Alors ? Alors tout cela pourrait faire débat. Etre discuté, contesté. Intéresser Alain Duhamel, mais aussi des parlementaires de droite. Etre explicité par la gauche surtout, qui va devoir gérer une éventuelle candidature de Dominique Strauss-Kahn à la présidentielle de 2012. Le PS tient dans trois semaines sa «convention» sur son futur programme économique : on écoutera avec attention son analyse du plan du FMI.

Tous les commentaires

je me demande si les elections approchant ils n'ont pas interet à disqualifier et les états de gauches et les futurs candidats de gauche à la présidentielle .

cette crise fabriquée avec des cyber attaque économique n'est elle pas le feu vert d'une campagne electorale pour la droite libérale en collusion avec les banques d'affaires .

dsk est le dindon d'une farce indigeste dont il va devoir s'expliquer ;Le courage sera peut être l'arme de demain en politique !!

Des candidats de gauche ? Où cela ?

Des noms !

VEL-VETH, PRE-SI-DENT !

VEL-VETH, PRE-SI-DENT !

VEL-VETH, PRE-SI-DENT !

VEL-VETH, PRE-SI-DENT !

Je vais être obligé de jouer les Jacques Delors...

Rire

c'est également mon sentiment : on cherche à désespérer l'opposition, entre stratégie du choc et douches froides pour imposer des solutions de pensée unique ultra-libérale.

je l'avais esquissé maladroitement ici mais cela demanderait à être développé et argumenté par de vrais journalistes. (pas Duhamel, évidemment)

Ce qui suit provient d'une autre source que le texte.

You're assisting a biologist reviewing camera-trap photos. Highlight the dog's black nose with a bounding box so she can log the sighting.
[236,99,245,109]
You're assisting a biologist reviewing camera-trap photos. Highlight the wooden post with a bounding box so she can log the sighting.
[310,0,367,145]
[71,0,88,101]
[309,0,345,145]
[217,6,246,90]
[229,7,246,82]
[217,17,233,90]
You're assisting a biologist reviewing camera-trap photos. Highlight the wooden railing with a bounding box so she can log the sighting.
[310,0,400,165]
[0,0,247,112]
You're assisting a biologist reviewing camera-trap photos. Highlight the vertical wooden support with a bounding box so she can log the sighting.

http://www.mediapart.fr/club/blog/baruch-s/040510/la-grece-aujourdhui-demain-lespagne-haro-sur-les-gouvernements-socialos-1

 

Ne vous inquiétez pas Baruch S, je connais une femme insubmersible!,

Eelle vient encore de le démontrer.

Et pourtant l'eau a emporté beaucoup trop de monde, malheureusement.

Dommage qu'elle n'ait pas aussi emporté au reflux ces tricheurs et menteurs qui n'en ratent jamais une pour nous tromper, et nous enfoncer.

Ah bon, Velveth-Delors, t'as une fille au PS ?

Rire

Duhamel s'est toujours planté dans tous ces pronostics, il veut placer d'office DSK comme le présidentiel du parti socialiste car DSK est plus ou moins de droite comme lui lol

Ce sont les français qui choisiront le présidentiable à gauche et pas les médias acoquinés à la droite

 

Merci François Bonnet

 

A lire de temps à autre O Duhamel, il m'arrive de me demander, si nous vivons dans la même planète que lui. Son conformisme est digne de la langue de bois, c'est un exemple de ce que le journalisme d'admiration pour les réformes douloureuses, mais nécessaires est devenu.

 

O Duhamel finira comme présentateur d'une émission dédiée à la pensée unique.

 

 

il est exact que mediapart est un des rares quotidiens à se montrer c ritique à l'égard des certitudes économiques qui tiennent lieu de pensée à beaucoup de journalistes, hommes politiques et autres technocrates.

 

La moindre interrogation chez ces journalistes là passe pour du populisme ou pire comme de l'archaïsme.

 

Sazluons néanmoins aujourd'hui L Joffriin qui s'indigne de la prétention de la Commission européenne à censurer les budgets nationaux avant leur approbation par le parlement.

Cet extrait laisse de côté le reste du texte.